Company description
Established in 2018, AGENIUM Space
(AGS) aims to develop Value-Added-Services for space industry by leveraging edge-AI technologies. The company’s founders bring decades of combined experience in satellite imagery processing and artificial intelligence.
With help of projects accomplished from CNES, ESA and Occitanie support, ESA, Horizon2030, Copernicus Contributing Missions and others, today AGENIUM Space stands proudly offering wide range of products and services for edge-AI adopters in commercial, institutional and military domains.
AGENIUM Space is based in Toulouse (FRANCE) and is part of AGENIUM Group, which has offices in Toulouse, Saint-Germain-en-Laye and Rennes.
Products
Airplane detection – AGS has built a DNN that allows airplane detection in satellite images.
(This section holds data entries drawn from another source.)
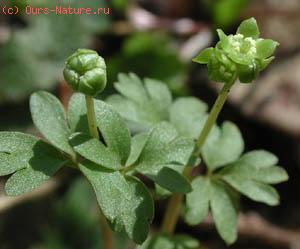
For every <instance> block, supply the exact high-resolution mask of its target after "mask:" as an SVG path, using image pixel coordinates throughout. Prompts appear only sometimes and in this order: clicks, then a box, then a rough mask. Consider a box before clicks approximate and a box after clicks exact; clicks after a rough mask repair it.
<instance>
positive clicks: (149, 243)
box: [146, 234, 200, 249]
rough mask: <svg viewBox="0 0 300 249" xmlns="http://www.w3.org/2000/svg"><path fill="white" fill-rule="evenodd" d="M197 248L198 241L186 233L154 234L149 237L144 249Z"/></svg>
mask: <svg viewBox="0 0 300 249" xmlns="http://www.w3.org/2000/svg"><path fill="white" fill-rule="evenodd" d="M162 248H163V249H199V248H200V244H199V242H198V241H197V240H196V239H194V238H192V237H190V236H187V235H181V234H179V235H175V236H172V237H170V236H167V235H160V234H159V235H156V236H155V237H153V238H152V239H151V241H150V242H149V245H148V246H147V247H146V249H162Z"/></svg>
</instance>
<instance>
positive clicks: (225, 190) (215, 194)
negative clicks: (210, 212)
mask: <svg viewBox="0 0 300 249" xmlns="http://www.w3.org/2000/svg"><path fill="white" fill-rule="evenodd" d="M211 188H212V190H211V191H212V192H211V202H210V206H211V210H212V215H213V218H214V221H215V223H216V227H217V230H218V232H219V234H220V235H221V237H222V238H223V239H224V240H225V242H226V243H227V244H232V243H233V242H234V241H235V240H236V239H237V228H236V226H237V210H236V208H235V202H234V199H233V198H234V197H233V196H231V193H230V191H228V190H227V189H226V186H225V185H224V184H222V183H221V182H217V181H213V182H211Z"/></svg>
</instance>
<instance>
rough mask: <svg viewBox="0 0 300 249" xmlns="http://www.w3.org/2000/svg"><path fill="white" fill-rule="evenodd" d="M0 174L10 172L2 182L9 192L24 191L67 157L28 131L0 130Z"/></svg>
mask: <svg viewBox="0 0 300 249" xmlns="http://www.w3.org/2000/svg"><path fill="white" fill-rule="evenodd" d="M0 157H4V159H5V163H7V164H6V166H5V167H2V162H1V163H0V175H9V174H13V173H14V174H13V175H12V176H11V177H10V178H9V179H8V181H7V182H6V185H5V191H6V193H7V194H8V195H10V196H17V195H20V194H24V193H27V192H29V191H32V190H33V189H35V188H37V187H38V186H40V185H41V184H42V183H43V182H44V181H46V180H48V179H49V178H50V177H51V176H52V175H54V174H55V173H56V171H58V170H59V169H60V168H61V167H62V166H63V165H64V164H65V163H66V161H67V160H66V159H64V158H63V157H62V154H61V153H60V152H59V151H58V150H56V149H55V148H54V147H52V146H51V145H49V144H47V143H45V142H43V141H42V140H40V139H38V138H35V137H33V136H31V135H27V134H23V133H18V132H1V133H0Z"/></svg>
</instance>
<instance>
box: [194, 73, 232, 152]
mask: <svg viewBox="0 0 300 249" xmlns="http://www.w3.org/2000/svg"><path fill="white" fill-rule="evenodd" d="M235 80H236V79H235V78H234V80H232V81H230V82H228V83H225V84H224V86H223V88H222V90H221V91H220V93H219V96H218V98H217V100H216V102H215V104H214V106H213V108H212V110H211V112H210V114H209V116H208V119H207V120H206V123H205V125H204V127H203V129H202V132H201V134H200V136H199V138H198V141H197V151H196V155H200V153H201V149H202V147H203V145H204V143H205V141H206V139H207V137H208V135H209V133H210V131H211V129H212V128H213V126H214V125H215V123H216V121H217V118H218V116H219V114H220V112H221V110H222V108H223V106H224V104H225V102H226V99H227V97H228V94H229V92H230V89H231V87H232V85H233V84H234V82H235Z"/></svg>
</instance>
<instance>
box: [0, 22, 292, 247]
mask: <svg viewBox="0 0 300 249" xmlns="http://www.w3.org/2000/svg"><path fill="white" fill-rule="evenodd" d="M218 33H219V36H220V42H219V43H218V44H217V45H216V47H215V48H209V49H206V50H204V51H203V52H202V53H200V55H199V56H198V57H197V58H195V61H196V62H199V63H205V64H208V70H209V76H210V78H211V79H214V80H218V81H220V82H222V83H224V87H223V89H222V90H221V92H220V94H219V97H218V99H217V101H216V103H215V105H214V107H213V108H212V110H211V112H210V113H209V114H208V113H207V109H208V108H207V106H206V104H205V103H203V102H201V101H200V100H198V99H196V98H193V97H183V98H178V99H177V100H175V101H172V96H171V94H170V91H169V89H168V88H167V87H166V85H165V84H164V83H161V82H159V81H156V80H152V79H145V80H144V82H143V81H142V80H141V79H140V78H138V77H137V76H136V75H134V74H129V75H125V74H121V75H120V76H119V81H118V82H117V83H116V84H115V88H116V89H117V91H118V92H119V93H120V94H116V95H113V96H110V97H109V98H108V99H107V103H105V102H103V101H101V100H95V99H93V96H95V95H96V94H97V93H99V92H100V91H102V90H103V88H104V86H105V84H106V71H105V63H104V61H103V60H102V58H101V57H99V56H98V55H97V54H96V53H95V52H93V51H90V50H78V51H77V52H76V53H75V54H74V55H72V56H71V57H70V58H69V59H68V61H67V64H66V68H65V71H64V74H65V78H66V81H67V82H68V83H69V85H70V86H71V87H72V88H73V89H74V90H76V91H80V93H75V94H74V95H73V96H72V98H71V100H70V103H69V106H68V110H67V113H66V114H65V111H64V109H63V107H62V105H61V104H60V102H59V101H58V100H57V99H56V98H55V97H54V96H53V95H51V94H49V93H47V92H37V93H34V94H33V95H32V96H31V100H30V107H31V113H32V118H33V121H34V123H35V125H36V127H37V128H38V129H39V131H40V132H41V133H42V134H43V136H44V137H45V138H46V139H47V140H48V142H49V143H47V142H44V141H43V140H42V139H39V138H36V137H33V136H31V135H27V134H22V133H17V132H1V133H0V159H1V160H0V175H11V174H12V176H11V177H10V178H9V179H8V181H7V183H6V186H5V190H6V193H7V194H8V195H11V196H16V195H19V194H23V193H25V192H28V191H31V190H33V189H34V188H36V187H38V186H40V185H41V184H42V183H43V182H44V181H46V180H47V179H49V178H50V177H51V176H52V175H53V174H55V173H56V172H57V171H58V170H59V169H61V168H62V167H71V168H74V169H78V170H79V171H81V172H82V174H83V175H85V177H86V178H87V179H88V181H89V182H90V183H91V185H92V187H93V189H94V192H95V193H96V197H97V200H98V204H99V206H100V209H101V213H102V214H101V217H102V218H101V221H102V222H101V231H102V234H103V242H104V248H105V249H111V248H114V247H113V241H112V235H111V229H112V230H114V231H117V232H125V233H126V234H127V235H128V237H129V238H130V239H132V240H133V241H134V242H135V243H137V244H142V243H143V242H144V241H145V240H146V239H147V237H148V232H149V226H150V224H151V221H152V219H153V216H154V205H153V197H152V195H151V194H150V191H149V190H148V188H147V187H146V186H145V185H144V183H143V182H142V181H141V180H139V179H138V178H137V175H144V176H145V177H146V178H148V179H150V180H152V181H153V182H154V183H155V193H156V195H157V196H160V197H169V196H171V197H170V201H169V205H168V207H167V210H166V213H165V217H164V219H163V222H162V227H161V231H160V232H159V233H157V234H156V235H154V236H152V237H150V238H149V239H148V240H147V241H146V242H145V243H144V244H143V245H142V246H141V247H139V248H146V249H161V248H167V249H168V248H170V249H176V248H177V249H178V248H180V249H197V248H199V246H200V245H199V242H198V241H197V240H195V239H194V238H191V237H188V236H185V235H173V233H174V230H175V226H176V223H177V220H178V218H179V215H180V211H181V210H182V207H183V206H182V205H183V200H184V199H186V202H185V213H184V217H185V220H186V222H187V223H188V224H190V225H195V224H198V223H200V222H201V221H202V220H203V219H204V218H205V217H206V215H207V214H208V212H209V210H211V212H212V216H213V219H214V221H215V224H216V227H217V230H218V232H219V234H220V235H221V237H222V238H223V239H224V240H225V241H226V243H227V244H231V243H233V242H234V241H235V240H236V237H237V232H236V223H237V213H238V206H239V198H240V194H243V195H245V196H247V197H249V198H250V199H252V200H254V201H259V202H263V203H266V204H268V205H276V204H278V203H279V196H278V194H277V192H276V190H275V189H274V188H273V187H272V186H271V184H276V183H280V182H282V181H286V180H287V179H288V175H287V173H286V172H285V170H284V169H283V168H280V167H278V166H275V165H276V164H277V162H278V159H277V158H276V156H274V155H273V154H271V153H270V152H267V151H263V150H258V151H252V152H248V153H246V154H242V153H243V151H244V141H243V138H242V135H241V133H240V131H239V129H238V128H237V126H236V125H234V124H233V123H231V122H224V123H223V124H222V126H221V127H219V126H218V125H217V124H216V120H217V117H218V114H219V113H220V111H221V109H222V107H223V105H224V103H225V100H226V97H227V95H228V93H229V90H230V88H231V87H232V85H233V84H234V83H235V82H236V80H237V79H238V78H239V79H240V81H241V82H250V80H254V79H255V77H256V76H257V75H258V73H259V72H260V71H261V70H263V69H264V68H265V67H266V65H267V64H268V63H270V61H271V60H272V58H273V57H271V55H272V54H273V52H274V50H275V48H276V46H277V43H276V42H273V41H271V40H263V39H258V34H259V32H258V28H257V25H256V21H255V20H254V19H253V18H252V19H249V20H246V21H244V22H243V23H242V24H241V25H240V27H239V29H238V34H237V35H235V36H228V37H227V36H226V35H225V34H224V33H223V32H221V31H218ZM99 62H101V63H99ZM84 94H85V95H84ZM129 127H130V129H129ZM130 130H131V131H132V132H130ZM131 134H134V136H132V135H131ZM198 165H199V166H201V167H203V166H205V168H206V173H205V174H204V175H198V176H196V177H194V176H193V174H191V173H192V170H193V168H194V167H197V166H198ZM185 196H186V198H184V197H185Z"/></svg>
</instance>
It is trained with satellite images where airplanes are aground in airports as well as in flight, observed at various backgrounds like, sea, deserts, islands, snowy mountains and other kinds of complex terrain.
Forest segmentation – AGS’s DNN does forest segmentation — classifying each pixel in satellite image if it is a part of forest or not. This allows easy counting of forested areas, globally.
Destroyed building detection - AGS has created DNN to detect devastated buildings and assess severity of destruction. The algorithm uses a two-step procedure: building recognition and change-detection, with the last part using a historic image of the same area.
Cloud masking - AGS offers two options for cloud applications: cloud and cloud+snow detections (pixelwise segmentations). Thus, output of image processing is a mask specifying category of each pixel. This allows convenient cloud coverage estimation per image and masking the useless parts prior to compression and download.
Ship detection - AGS has developed DNN that can find ships in raw images onboard satellite. This creates technical feasibility for satellite operators to find and monitor anything in waters globally, without a need to retrieve terabytes of useless empty water surface images to ground.